Gold hat in der vergangenen Woche deutlich zugelegt – getrieben von neuen fiskalpolitischen Unsicherheiten in den USA. Das Edelmetall verteuerte sich bis Freitag um mehr als zwei Prozent und notierte zum Handelsschluss bei 3.340,79 US-Dollar je Feinunze, ein Plus von 0,4 Prozent. Auch die US-Gold-Futures zogen an und stiegen um 0,3 Prozent auf 3.351 Dollar.

Hintergrund ist ein umfassendes Steuer- und Ausgabenpaket, das vergangene Woche im US-Kongress verabschiedet wurde.

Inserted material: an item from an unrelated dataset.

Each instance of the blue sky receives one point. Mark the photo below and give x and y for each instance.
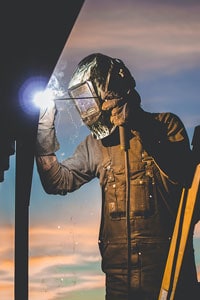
(159, 41)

Es macht die Steuererleichterungen aus dem Jahr 2017 dauerhaft, ergänzt sie um neue Vergünstigungen im Vorfeld der Präsidentschaftswahl 2024 und finanziert Maßnahmen zur Verschärfung der Einwanderungspolitik. Analyst Edward Meir vom Brokerhaus Marex warnte vor den möglichen langfristigen Auswirkungen: Die Gesetzgebung bringe das Land in fiskalischer Hinsicht nicht voran, was den Dollar belaste und Gold stütze.

Nach Einschätzung des Congressional Budget Office dürfte das neue Gesetz die Staatsverschuldung der USA innerhalb der nächsten zehn Jahre um 3,4 Billionen US-Dollar erhöhen. Derzeit liegt die US-Schuld bei 36,2 Billionen Dollar. Parallel dazu zeigten neue Arbeitsmarktdaten, dass im Juni 147.000 neue Stellen geschaffen wurden – mehr als erwartet. Die Arbeitslosenquote sank auf 4,1 Prozent. Beobachter rechnen daher nicht mit einer baldigen Zinssenkung durch die US-Notenbank, was den Goldpreis weiter beeinflussen könnte.

Zusätzliche Impulse erhielt der Markt durch eine neue Ankündigung von Donald Trump. Der ehemalige Präsident ließ verlauten, dass seit Freitag sogenannte Tarifschreiben an andere Länder verschickt werden. Dabei handelt es sich um ein Instrument im Rahmen seiner geplanten Reziprozitätstarife, die ursprünglich zwischen zehn und fünfzig Prozent lagen, aber bis zum 9. Juli auf zehn Prozent reduziert wurden, um Verhandlungen zu ermöglichen. Sollte es bei dieser Frist bleiben, erwarten Analysten eine Schwächung des Dollars, was wiederum dem Goldpreis zugutekommen dürfte.

Der Dollar-Index, der die US-Währung im Vergleich zu anderen Leitwährungen misst, steuerte in der vergangenen Woche auf den zweiten Wochenverlust in Folge zu. Dadurch wird Gold für Käufer außerhalb der USA günstiger. Während der Silberpreis stabil bei 36,84 Dollar je Unze blieb, legte Platin um 1,4 Prozent auf 1.386,16 Dollar zu. Palladium gab hingegen um 0,5 Prozent nach und kostete zuletzt 1.141,97 Dollar.